CREATE researcher and computational linguist Dieuwke Hupkes filled us in on the potential and challenge of automatically annotating historical Dutch. She explained how assigning grammatical values, such as noun, verb, adjective, to texts (also known as part-of-speech tagging) is very useful because they help disambiguate so-called ambiguous words. This ambiguity has to do with the fact that words can have different grammatical values – take for instance the example of ‘geweten’ as both a verb and a noun (zij heeft geweten and zij heeft een geweten). Tagging software has been developed for modern languages, also for Dutch, but creating such tools for historical languages has proven difficult. First of all, there were no agreed-upon standardized writing conventions in, for instance, the seventeenth century. And second, resources of historical languages are limited, which makes it difficult to train the software. Still, there are several options to those interested in annotating and lemmatizing historical texts, apart from doing it manually (the Brieven als Buit project). Dieuwke explained how she set about normalizing spelling of historical texts by using rewrite rules (i.e. ick – ik), creating a dictionary generated from a parallel dataset (Statenvertaling 1637 and 1977), and then retraining the tagger using this parallel corpus as well as the Brieven als Buit corpus. Between these methods, she arrived at reasonably high accuracy rates for tagging, but also concluded that normalizing spelling is not sufficient and that variation between domains is quite a substantial problem. What is really needed, she argued, is the development of generic techniques to train taggers for low-resource language like historical Dutch. Still, as Dieuwke pointed out, herself, such tools do not have to strive for perfection; after all, it seems a bit unfair to ask computers to develop skills us humans don’t have.

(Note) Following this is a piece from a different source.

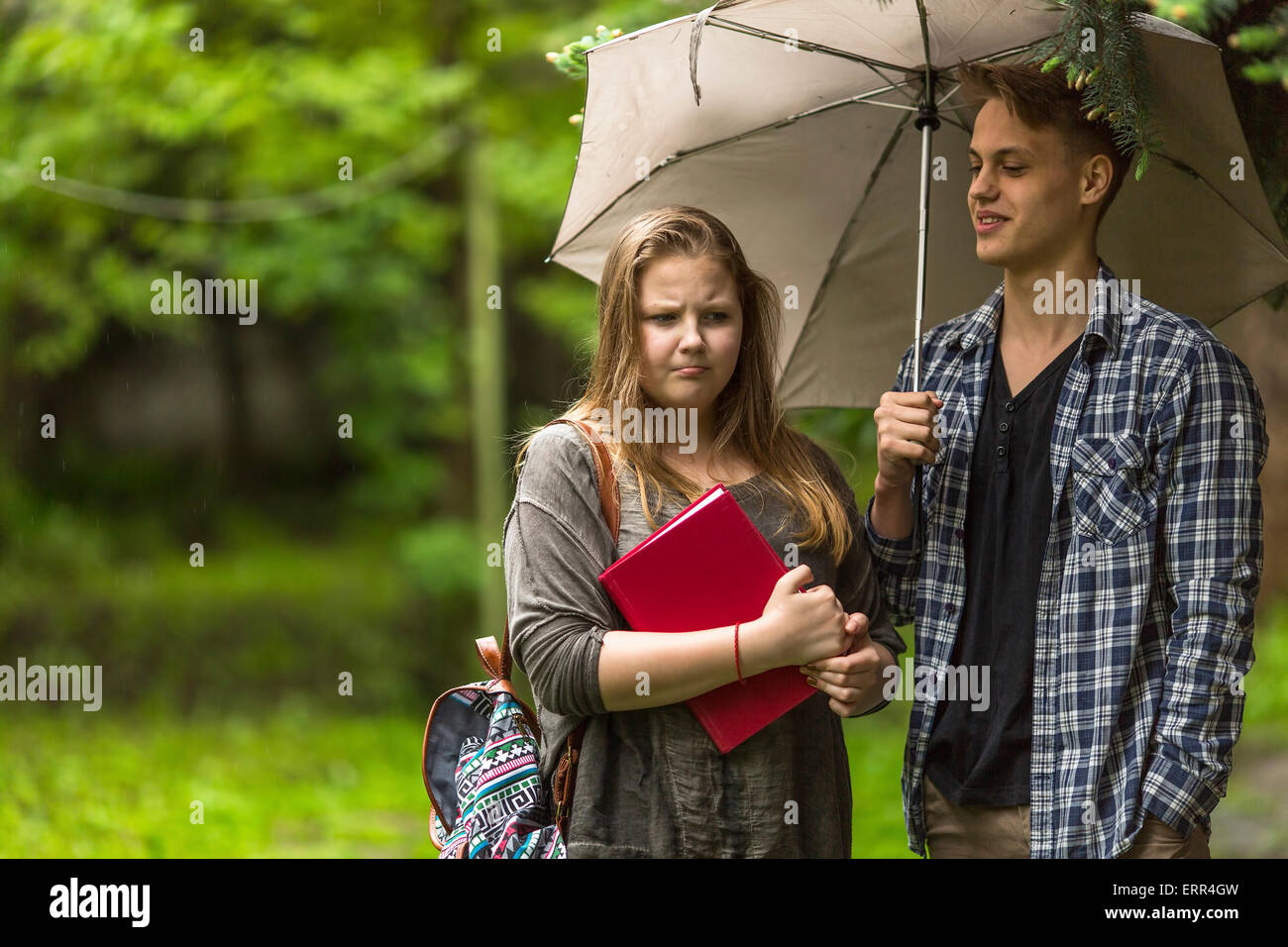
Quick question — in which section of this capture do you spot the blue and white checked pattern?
[866,261,1267,858]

Like Dieuwke, CREATE researcher and philosopher/mathematician/programmer Rosa Merino Claros is also working on a tool to disambiguate information in historical texts. In her case she seeks to extract references to locations from these texts and develop an interface for mapping them. Similar geoparsing tools exist for instance for the UK (Unlock Text and The National Archives) but not yet for the Netherlands. Together with Alex Olieman, who’s working in UvA project ExPoSe: Exploratory Political Search, she’s testing the tool on a training corpus comprising digitally available Dutch Parliamentary Proceedings since 1815. Rosa explained how they’re building a gazetteer based on Open Street Maps data for the Netherlands: a kind of geographical dictionary with names of towns, neighborhoods and streets (both modern and historical). But of course the data will also need to be filtered by disambiguating people and places as well as different locations with the same name (i.e. Hoorn in Noord-Holland and Hoorn on the island of Terschelling). For instance by weighting likely candidates and contexts of reference. As with Dieuwke’s tagging tool, the aim is not to strive for perfection, but for the highest accuracy reasonably possible. Moreover, as became clear in the discussion, another aim should be to show, rather than hide, the processes of disambiguation. In other words, user interfaces should also be able to visualize and communicate what is not known or what is uncertain.
Finally, UvA lecturer and book historian Paul Dijstelberge presented the explorative tool called Metabotnik. The idea for this tool came out of Paul’s Flickr archive of images of historical book initials, ornaments and type, and his tool Geocontexting the printed world, that plots locations of printers and publishers, available at Arkyves. Originally created for a handful of specialists, the Flickr collection turned out to be of great interest to type designers and book designers all around the globe, logging as many as 50,000-60,000 page views per month. Good thing NWO recognized its potential and funded the development of a tool that creates huge zoomable images of, for instance, books or paintings: Metabotnik. Not only can you zoom in on incredibly high-resolution images, but you can also view the images in context: next to other images, structured, for instance, by period, by place, or makers. Such visualization can, for instance, help you trace stylistic innovation across time and space, identify painters or printers, or identify networks and collaborations. Moreover, soon it will also be possible to include metadata and links to other sites and interfaces (Arkyves, Iconclass, Ecartico,…). And, the great thing is that everyone with a Dropbox account can use Metabotnik, so feel fry to give it a try! For instance by collecting images of the Dutch group portraits in your dropbox folder and linking it to Metabotnik, before or after you visit the Hermitage in person?